(1) \( \frac{a b+b c}{b}= \) (2) \( \frac{a^{2}+a b}{a}= \) (3) \( \frac{a^{2}+2 a}{a}= \) (4) \( \frac{a^{2}+a}{a}=\frac{\square}{a}+\frac{\square}{a}=\square+1 \) (5) \( \frac{5 x^{2}+x}{x}= \) (6) \( \frac{a b^{2}-a b c+a b}{a b}= \) (7) \( \frac{6 x^{3}-2 x^{2}+2 x}{2 x}= \) (7) (5) (5)

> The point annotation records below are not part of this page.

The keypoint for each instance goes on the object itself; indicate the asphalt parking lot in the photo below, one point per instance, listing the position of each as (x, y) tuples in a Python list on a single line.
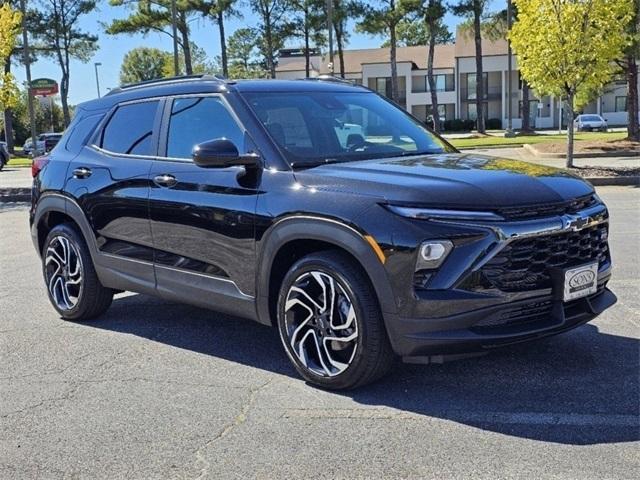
[(160, 390)]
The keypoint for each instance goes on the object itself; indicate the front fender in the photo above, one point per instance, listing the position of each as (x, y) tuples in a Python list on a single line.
[(343, 236)]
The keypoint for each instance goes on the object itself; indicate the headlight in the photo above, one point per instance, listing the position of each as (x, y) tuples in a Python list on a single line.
[(433, 253), (440, 214)]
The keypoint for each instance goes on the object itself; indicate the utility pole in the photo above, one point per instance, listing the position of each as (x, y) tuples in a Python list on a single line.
[(330, 28), (27, 67), (174, 30), (96, 65), (509, 131)]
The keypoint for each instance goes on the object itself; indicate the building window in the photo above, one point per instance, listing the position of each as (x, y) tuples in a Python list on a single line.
[(472, 113), (382, 85), (471, 85), (621, 104), (445, 82)]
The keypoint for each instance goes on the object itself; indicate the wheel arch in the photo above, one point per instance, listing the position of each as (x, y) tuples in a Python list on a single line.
[(293, 237), (54, 209)]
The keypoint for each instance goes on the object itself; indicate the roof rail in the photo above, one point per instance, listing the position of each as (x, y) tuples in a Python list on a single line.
[(160, 81), (329, 78)]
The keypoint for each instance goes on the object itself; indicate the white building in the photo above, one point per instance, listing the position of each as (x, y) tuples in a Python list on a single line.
[(454, 67)]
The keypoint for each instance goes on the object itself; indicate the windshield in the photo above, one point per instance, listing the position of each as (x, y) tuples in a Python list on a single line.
[(326, 127)]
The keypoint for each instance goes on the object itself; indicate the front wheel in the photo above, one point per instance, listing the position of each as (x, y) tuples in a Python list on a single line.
[(330, 322), (72, 283)]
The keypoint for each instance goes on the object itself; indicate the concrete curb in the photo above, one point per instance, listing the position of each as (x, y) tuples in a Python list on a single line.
[(8, 195), (628, 181), (625, 153)]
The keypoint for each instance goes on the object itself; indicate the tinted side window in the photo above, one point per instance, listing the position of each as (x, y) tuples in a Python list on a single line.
[(79, 132), (196, 120), (130, 129)]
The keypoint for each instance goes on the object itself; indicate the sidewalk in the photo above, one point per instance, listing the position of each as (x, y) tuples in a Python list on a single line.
[(15, 177)]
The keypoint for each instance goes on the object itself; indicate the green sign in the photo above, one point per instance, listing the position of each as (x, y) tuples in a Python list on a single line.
[(44, 87)]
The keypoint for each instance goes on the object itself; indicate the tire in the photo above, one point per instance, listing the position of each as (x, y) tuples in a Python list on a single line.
[(359, 351), (70, 278)]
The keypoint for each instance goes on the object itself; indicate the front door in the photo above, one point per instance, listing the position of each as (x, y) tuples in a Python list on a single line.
[(110, 180), (202, 219)]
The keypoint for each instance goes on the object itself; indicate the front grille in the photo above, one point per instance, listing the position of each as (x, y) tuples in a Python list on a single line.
[(524, 264), (547, 209)]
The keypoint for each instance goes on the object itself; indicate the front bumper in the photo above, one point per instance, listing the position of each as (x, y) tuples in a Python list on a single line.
[(495, 326), (463, 311)]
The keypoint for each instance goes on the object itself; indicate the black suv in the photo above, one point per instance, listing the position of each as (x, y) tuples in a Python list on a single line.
[(321, 208)]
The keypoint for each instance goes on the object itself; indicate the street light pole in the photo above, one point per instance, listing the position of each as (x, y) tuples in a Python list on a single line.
[(96, 65), (174, 32), (27, 67), (330, 28), (509, 131)]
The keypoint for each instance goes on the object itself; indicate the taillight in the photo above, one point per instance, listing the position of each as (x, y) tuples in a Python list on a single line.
[(38, 164)]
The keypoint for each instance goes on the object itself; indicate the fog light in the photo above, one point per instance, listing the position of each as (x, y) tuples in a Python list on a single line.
[(433, 253)]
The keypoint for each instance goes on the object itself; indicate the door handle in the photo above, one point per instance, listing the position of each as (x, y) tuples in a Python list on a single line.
[(82, 172), (165, 180)]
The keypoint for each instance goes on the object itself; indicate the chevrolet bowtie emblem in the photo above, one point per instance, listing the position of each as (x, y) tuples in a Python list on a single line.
[(575, 222)]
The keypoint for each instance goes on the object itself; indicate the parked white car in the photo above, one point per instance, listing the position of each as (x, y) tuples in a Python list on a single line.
[(590, 122)]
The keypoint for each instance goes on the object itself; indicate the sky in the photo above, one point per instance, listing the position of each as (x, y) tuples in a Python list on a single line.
[(112, 48)]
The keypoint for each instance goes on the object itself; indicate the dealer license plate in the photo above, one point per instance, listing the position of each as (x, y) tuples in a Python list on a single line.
[(580, 281)]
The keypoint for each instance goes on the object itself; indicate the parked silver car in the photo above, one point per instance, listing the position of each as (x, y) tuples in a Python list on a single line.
[(589, 123)]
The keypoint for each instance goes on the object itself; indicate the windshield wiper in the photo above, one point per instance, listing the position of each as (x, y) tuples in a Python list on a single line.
[(423, 152), (324, 161)]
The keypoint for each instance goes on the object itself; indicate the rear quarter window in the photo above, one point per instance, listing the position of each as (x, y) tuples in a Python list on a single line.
[(79, 132), (130, 129)]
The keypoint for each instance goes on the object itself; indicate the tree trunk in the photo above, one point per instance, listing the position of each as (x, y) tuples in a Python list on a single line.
[(64, 93), (394, 66), (633, 127), (431, 79), (307, 60), (477, 33), (269, 44), (339, 43), (8, 115), (223, 44), (569, 110), (526, 113), (186, 45)]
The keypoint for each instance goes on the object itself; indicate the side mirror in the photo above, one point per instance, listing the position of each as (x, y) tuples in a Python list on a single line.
[(221, 153)]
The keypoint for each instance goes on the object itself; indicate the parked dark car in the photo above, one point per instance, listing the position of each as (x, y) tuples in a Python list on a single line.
[(45, 143), (248, 198)]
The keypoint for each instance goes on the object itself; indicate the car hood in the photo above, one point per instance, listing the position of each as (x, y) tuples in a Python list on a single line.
[(448, 180)]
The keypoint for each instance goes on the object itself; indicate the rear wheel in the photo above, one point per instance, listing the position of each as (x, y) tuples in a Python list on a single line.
[(330, 323), (72, 284)]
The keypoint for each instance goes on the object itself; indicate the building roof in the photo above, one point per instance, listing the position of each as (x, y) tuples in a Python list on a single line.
[(354, 59), (465, 45), (445, 56)]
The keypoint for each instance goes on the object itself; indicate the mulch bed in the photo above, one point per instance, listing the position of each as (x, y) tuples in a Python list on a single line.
[(589, 171)]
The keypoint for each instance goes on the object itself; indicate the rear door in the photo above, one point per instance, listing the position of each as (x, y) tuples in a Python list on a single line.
[(110, 181), (202, 219)]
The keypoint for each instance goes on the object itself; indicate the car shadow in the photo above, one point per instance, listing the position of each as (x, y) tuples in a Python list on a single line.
[(578, 388)]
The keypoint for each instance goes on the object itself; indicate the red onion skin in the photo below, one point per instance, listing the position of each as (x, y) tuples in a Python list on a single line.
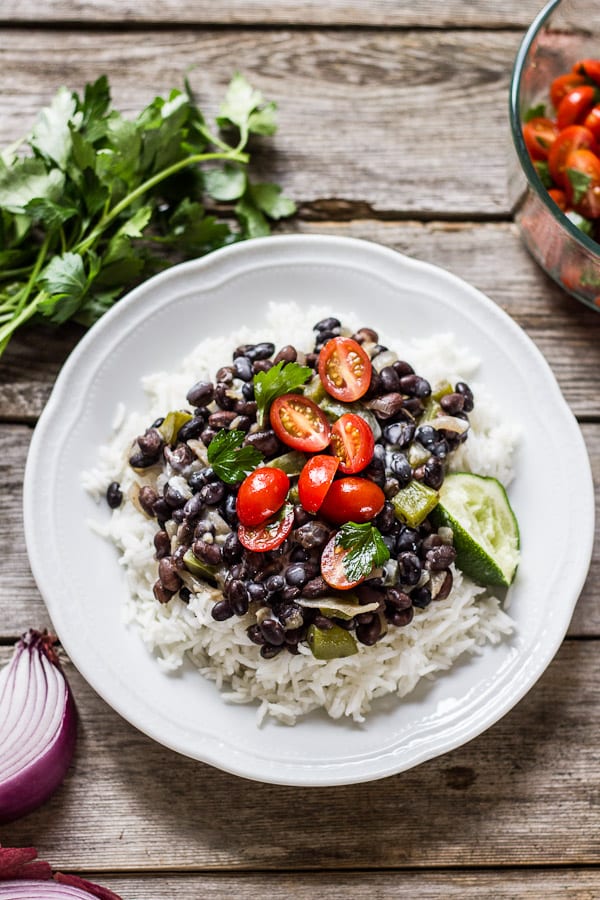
[(34, 784)]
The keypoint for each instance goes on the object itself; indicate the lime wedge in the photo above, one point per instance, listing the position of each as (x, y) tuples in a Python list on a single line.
[(486, 532)]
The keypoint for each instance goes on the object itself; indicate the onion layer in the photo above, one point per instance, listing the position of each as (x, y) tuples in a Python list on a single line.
[(38, 726)]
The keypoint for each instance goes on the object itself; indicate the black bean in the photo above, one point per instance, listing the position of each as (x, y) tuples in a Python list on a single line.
[(232, 549), (221, 610), (462, 388), (212, 493), (260, 351), (114, 494), (415, 386), (409, 568), (150, 443), (167, 574), (390, 380), (439, 558), (433, 473), (242, 368), (147, 498), (162, 544), (286, 354), (162, 594), (369, 634), (273, 632), (328, 324), (421, 597), (200, 393)]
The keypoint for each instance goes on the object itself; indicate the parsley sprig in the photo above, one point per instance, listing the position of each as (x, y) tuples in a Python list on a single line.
[(282, 378), (366, 549), (230, 460), (92, 202)]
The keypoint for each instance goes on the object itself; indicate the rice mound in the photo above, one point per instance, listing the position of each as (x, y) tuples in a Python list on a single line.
[(289, 686)]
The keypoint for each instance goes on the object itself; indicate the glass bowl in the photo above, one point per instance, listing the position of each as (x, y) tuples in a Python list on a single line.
[(564, 32)]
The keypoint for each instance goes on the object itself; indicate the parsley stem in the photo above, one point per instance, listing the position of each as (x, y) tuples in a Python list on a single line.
[(105, 221)]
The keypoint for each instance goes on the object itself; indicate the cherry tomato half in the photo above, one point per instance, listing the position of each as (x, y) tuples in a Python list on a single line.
[(583, 192), (315, 480), (353, 442), (332, 567), (539, 134), (575, 105), (299, 423), (572, 138), (270, 534), (563, 84), (261, 494), (352, 499), (344, 369)]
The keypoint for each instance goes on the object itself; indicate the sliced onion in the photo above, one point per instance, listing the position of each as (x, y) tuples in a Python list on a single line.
[(38, 726)]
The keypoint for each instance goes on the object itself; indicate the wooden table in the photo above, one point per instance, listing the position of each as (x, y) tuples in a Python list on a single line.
[(393, 127)]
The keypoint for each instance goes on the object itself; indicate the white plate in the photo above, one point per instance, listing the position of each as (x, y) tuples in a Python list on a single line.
[(83, 586)]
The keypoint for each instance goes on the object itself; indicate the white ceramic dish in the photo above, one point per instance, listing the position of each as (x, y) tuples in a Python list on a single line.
[(83, 586)]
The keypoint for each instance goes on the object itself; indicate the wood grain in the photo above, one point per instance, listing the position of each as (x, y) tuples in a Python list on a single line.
[(369, 111), (526, 792), (385, 13)]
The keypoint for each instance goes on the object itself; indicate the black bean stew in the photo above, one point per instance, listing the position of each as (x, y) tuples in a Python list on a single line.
[(415, 428)]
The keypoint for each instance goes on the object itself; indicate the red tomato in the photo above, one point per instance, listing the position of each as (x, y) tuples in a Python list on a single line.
[(270, 534), (559, 197), (590, 68), (539, 134), (261, 494), (353, 442), (344, 369), (563, 84), (583, 192), (299, 423), (352, 499), (592, 121), (572, 138), (575, 105), (332, 567), (315, 480)]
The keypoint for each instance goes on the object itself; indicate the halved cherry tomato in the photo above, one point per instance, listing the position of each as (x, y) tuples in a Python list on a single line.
[(575, 105), (563, 84), (572, 138), (592, 121), (352, 499), (332, 567), (539, 134), (315, 480), (353, 443), (299, 423), (590, 68), (270, 534), (344, 369), (261, 494), (559, 197), (583, 182)]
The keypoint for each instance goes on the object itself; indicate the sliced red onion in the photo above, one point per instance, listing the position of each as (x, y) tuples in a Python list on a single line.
[(38, 726)]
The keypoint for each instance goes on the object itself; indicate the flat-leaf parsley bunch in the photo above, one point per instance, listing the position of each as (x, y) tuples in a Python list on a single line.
[(97, 202)]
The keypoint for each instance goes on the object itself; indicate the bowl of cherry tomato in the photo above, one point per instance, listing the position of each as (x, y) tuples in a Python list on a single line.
[(554, 176)]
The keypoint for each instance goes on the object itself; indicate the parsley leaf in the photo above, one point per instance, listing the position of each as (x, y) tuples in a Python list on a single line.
[(230, 460), (580, 182), (366, 546), (282, 378)]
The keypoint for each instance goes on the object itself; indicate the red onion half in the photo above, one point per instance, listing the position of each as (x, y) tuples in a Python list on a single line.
[(38, 726)]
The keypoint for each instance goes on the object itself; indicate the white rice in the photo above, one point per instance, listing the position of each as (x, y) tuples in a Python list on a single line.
[(289, 686)]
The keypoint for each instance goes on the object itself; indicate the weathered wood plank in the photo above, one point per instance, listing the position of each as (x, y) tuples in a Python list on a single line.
[(525, 792), (385, 13), (489, 256), (561, 884), (391, 122)]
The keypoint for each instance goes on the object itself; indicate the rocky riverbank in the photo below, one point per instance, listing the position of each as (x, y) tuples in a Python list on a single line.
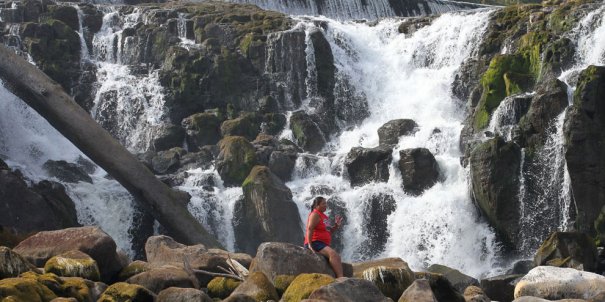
[(82, 264)]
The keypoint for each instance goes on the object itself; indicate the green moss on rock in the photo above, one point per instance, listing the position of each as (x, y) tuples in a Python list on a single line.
[(221, 287), (303, 285)]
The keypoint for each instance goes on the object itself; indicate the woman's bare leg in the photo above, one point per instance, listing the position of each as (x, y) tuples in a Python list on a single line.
[(334, 259)]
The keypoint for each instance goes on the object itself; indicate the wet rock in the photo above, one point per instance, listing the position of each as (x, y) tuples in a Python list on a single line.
[(277, 258), (391, 281), (90, 240), (419, 170), (495, 167), (584, 134), (307, 133), (568, 249), (475, 294), (257, 286), (73, 264), (159, 278), (345, 289), (65, 171), (202, 129), (177, 294), (12, 264), (24, 210), (419, 291), (305, 284), (389, 133), (169, 136), (122, 291), (441, 287), (500, 288), (247, 125), (556, 283), (459, 280), (266, 213), (550, 100), (366, 165)]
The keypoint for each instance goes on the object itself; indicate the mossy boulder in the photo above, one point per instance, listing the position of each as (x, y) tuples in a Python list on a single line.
[(12, 264), (568, 249), (307, 132), (24, 289), (265, 213), (122, 291), (304, 284), (257, 286), (221, 287), (235, 160), (134, 268), (495, 168), (247, 125), (281, 283), (73, 264), (584, 141), (202, 129), (391, 281)]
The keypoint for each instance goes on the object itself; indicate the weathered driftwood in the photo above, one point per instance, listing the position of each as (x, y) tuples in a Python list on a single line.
[(48, 98)]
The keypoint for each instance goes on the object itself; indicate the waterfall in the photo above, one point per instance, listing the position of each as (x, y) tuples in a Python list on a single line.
[(360, 9), (404, 77), (129, 103), (28, 141)]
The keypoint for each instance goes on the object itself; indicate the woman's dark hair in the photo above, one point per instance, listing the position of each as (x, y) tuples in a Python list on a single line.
[(316, 202)]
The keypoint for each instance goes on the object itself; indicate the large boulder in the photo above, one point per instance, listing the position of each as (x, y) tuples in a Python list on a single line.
[(568, 249), (459, 280), (365, 165), (277, 258), (349, 289), (501, 288), (90, 240), (495, 168), (202, 129), (554, 283), (306, 131), (73, 264), (12, 264), (257, 286), (304, 285), (266, 212), (419, 291), (419, 170), (391, 281), (43, 207), (177, 294), (160, 278), (584, 138), (122, 291), (389, 133), (235, 160)]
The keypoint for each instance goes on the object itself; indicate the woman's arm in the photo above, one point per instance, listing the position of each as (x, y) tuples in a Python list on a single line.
[(313, 221)]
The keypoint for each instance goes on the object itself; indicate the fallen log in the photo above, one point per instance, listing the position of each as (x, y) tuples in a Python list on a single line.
[(49, 99)]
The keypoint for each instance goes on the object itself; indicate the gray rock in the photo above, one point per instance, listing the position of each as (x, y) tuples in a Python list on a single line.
[(366, 165), (419, 170), (349, 289), (389, 133), (266, 213), (495, 167)]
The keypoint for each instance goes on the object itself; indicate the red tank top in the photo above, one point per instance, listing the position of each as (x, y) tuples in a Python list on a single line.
[(320, 233)]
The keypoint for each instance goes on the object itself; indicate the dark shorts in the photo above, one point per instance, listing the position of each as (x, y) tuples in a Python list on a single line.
[(317, 245)]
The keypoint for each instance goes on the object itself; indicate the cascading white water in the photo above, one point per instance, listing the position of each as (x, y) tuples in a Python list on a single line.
[(28, 141), (130, 105), (406, 77), (360, 9)]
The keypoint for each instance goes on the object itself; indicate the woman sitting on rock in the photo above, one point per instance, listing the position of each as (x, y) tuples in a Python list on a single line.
[(319, 234)]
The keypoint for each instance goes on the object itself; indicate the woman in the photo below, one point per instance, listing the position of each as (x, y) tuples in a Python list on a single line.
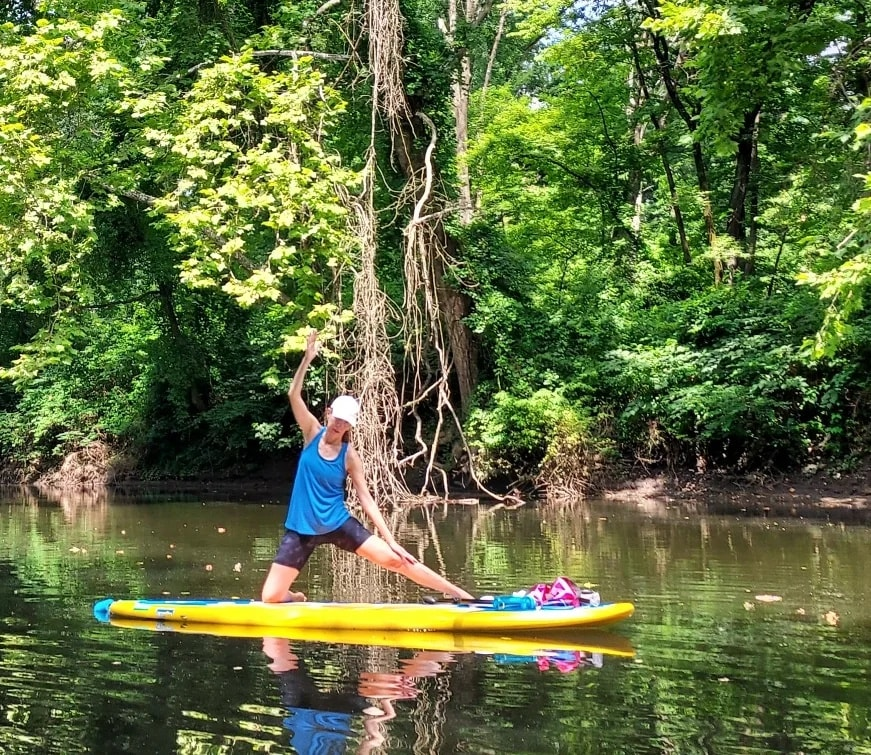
[(317, 513)]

Let's break these down in a way that's both informative and enjoyable! When working through these algebraic expressions, it’s crucial to recognize patterns and simplify effectively. Notice how each expression can often be simplified by factoring out common terms, leading to less clutter in your final answer. It’s like cleaning your room: the more you organize your factors, the easier it is to see what you have on hand! In real-world applications, simplifying expressions is a valuable skill, especially in fields like engineering, economics, and computer science. Whether you're calculating material costs or tweaking algorithms, the ability to break down complex formulas into manageable parts can save time and make problem-solving much more efficient. After all, no one wants to get lost in a sea of equations!